Newsletter

Ada Risiko Profit Taking, Waspadalah!

Hidayat Setiaji & Raditya Hanung & Yazid Muamar, CNBC Indonesia
08 November 2018 05:35
Ada Risiko Profit Taking, Waspadalah!
Bursa Efek Indonesia (CNBC Indonesia/ Andrean Kristianto)
Jakarta, CNBC Indonesia - Pasar keuangan Indonesia lagi-lagi mengakhiri hari dengan bahagia pada perdagangan kemarin. Indeks Harga Saham Gabungan (IHSG) berhasil ditutup menguat, nilai tukar rupiah menguat di kisaran 1,5% terhadap dolar Amerika Serikat (AS), dan imbal hasil (yield) obligasi pemerintah terus terkoreksi. 

Kemarin, IHSG berakhir di zona hijau dengan penguatan 0,27%. Bursa saham utama Asia ditutup variatif, di mana indeks Nikkei 225 melemah 0,28%, Hang Seng menguat 0,1%, Shanghai Composite turun 0,68%, Kospi berkurang 0,54%, dan Straits Times surplus 0,15%. 


Sementara rupiah menguat tajam 1,52% terhadap greenback dan berada di posisi terkuat sejak 22 Agustus. Mata uang utama Asia pun mayoritas menguat terhadap dolar AS tetapi apresiasi rupiah tetap yang terbaik di Asia. Rupiah meraih prestasi ini selama 2 hari beruntun. 


Kemudian yield obligasi pemerintah seri acuan tenor 10 tahun anjlok 14,4 basis poin (bps). Harga instrumen ini pun melonjak 86,4 bps. 

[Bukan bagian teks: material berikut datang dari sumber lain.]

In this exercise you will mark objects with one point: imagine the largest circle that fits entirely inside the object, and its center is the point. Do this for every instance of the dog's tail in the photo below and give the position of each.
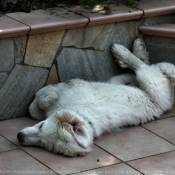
(168, 70)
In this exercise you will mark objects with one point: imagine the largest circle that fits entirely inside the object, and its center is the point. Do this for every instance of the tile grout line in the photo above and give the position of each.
(157, 135)
(20, 148)
(117, 158)
(95, 168)
(149, 156)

Sentimen positif bagi pasar keuangan Indonesia datang dari dalam dan luar negeri. Dari dalam negeri, investor sudah berpersepsi bahwa cadangan devisa akan membaik pada Oktober 2018.  

Artinya, tekanan terhadap rupiah sepertinya mulai berkurang sehingga Bank Indonesia (BI) tidak perlu lagi menggunakan cadangan devisa secara agresif. Rupiah yang mulai stabil memberi kepercayaan diri bagi investor untuk mengoleksi mata uang ini.  

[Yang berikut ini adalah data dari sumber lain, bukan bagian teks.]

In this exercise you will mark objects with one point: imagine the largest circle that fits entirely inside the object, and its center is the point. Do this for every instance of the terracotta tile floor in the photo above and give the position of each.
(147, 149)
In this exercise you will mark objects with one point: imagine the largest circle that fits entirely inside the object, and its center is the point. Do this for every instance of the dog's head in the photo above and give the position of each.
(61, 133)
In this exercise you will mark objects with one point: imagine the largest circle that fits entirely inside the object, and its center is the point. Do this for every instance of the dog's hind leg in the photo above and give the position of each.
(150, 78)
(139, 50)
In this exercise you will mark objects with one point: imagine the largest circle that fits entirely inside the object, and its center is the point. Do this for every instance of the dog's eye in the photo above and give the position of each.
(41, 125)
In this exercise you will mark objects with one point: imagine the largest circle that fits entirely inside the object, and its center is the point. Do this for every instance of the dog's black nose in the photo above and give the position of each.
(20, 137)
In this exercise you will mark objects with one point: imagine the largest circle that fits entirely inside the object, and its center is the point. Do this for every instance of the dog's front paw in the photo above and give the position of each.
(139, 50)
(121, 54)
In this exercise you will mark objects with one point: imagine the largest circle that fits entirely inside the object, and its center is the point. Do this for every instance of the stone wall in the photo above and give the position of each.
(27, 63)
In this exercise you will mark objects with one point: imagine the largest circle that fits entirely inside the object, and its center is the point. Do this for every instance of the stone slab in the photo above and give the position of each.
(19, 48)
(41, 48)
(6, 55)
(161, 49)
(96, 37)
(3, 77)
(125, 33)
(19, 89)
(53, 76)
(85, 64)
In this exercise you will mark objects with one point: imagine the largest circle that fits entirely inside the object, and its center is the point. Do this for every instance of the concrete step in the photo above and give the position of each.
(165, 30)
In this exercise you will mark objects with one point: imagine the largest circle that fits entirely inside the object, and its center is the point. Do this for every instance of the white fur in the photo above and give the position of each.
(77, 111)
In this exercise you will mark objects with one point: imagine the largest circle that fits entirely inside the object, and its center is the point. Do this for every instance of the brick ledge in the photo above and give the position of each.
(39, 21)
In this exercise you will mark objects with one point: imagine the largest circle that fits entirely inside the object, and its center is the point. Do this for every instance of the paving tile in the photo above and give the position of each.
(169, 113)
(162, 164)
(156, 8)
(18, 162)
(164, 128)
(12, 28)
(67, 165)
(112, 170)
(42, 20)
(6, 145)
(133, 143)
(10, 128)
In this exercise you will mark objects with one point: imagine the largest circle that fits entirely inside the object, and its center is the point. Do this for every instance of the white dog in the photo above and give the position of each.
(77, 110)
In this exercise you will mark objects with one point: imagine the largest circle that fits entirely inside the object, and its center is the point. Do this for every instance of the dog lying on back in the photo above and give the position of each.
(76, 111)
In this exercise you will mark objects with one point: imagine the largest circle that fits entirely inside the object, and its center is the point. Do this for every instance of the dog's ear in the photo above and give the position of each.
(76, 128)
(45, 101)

Benar saja, kala pasar sudah ditutup, BI mengumumkan cadangan devisa sampai akhir bulan lalu sebesar US$ 115,16 miliar. Naik dibandingkan bulan sebelumnya yaitu US$ 114,85 miliar. 


Sementara dari luar negeri, sentimen utama yang mewarnai pasar adalah pemilihan sela di Negeri Paman Sam. Partai Republik, pendukung Presiden Donald Trump, mempertahankan dominasinya di Senat. Namun Partai Demokrat kini punya suara mayoritas di House of Representative, setelah 2 tahun ini praktis tidak punya kekuatan. 

Partai Demokrat bisa menjadi penguasa di House sehingga tercipta kondisi gridlock (Partai Republik dan Partai Demokrat sama kuat) di Washington. Dikhawatirkan akan ada perubahan arah kebijakan pemerintahan Trump, karena Partai Demokrat sebagai oposisi sudah memiliki kekuatan. 

Bisa jadi kondisi politik AS ke depan akan penuh kegaduhan. Kebijakan-kebijakan Trump kemungkinan akan terjegal di House. Atau bahkan akan ada penyelidikan terhadap berbagai isu yang menerpa Trump, seperti peran Rusia dalam pemilihan presiden AS 2016, insider trading yang melibatkan orang-orang dekat sang presiden, pembayaran pajak, dan sebagainya. 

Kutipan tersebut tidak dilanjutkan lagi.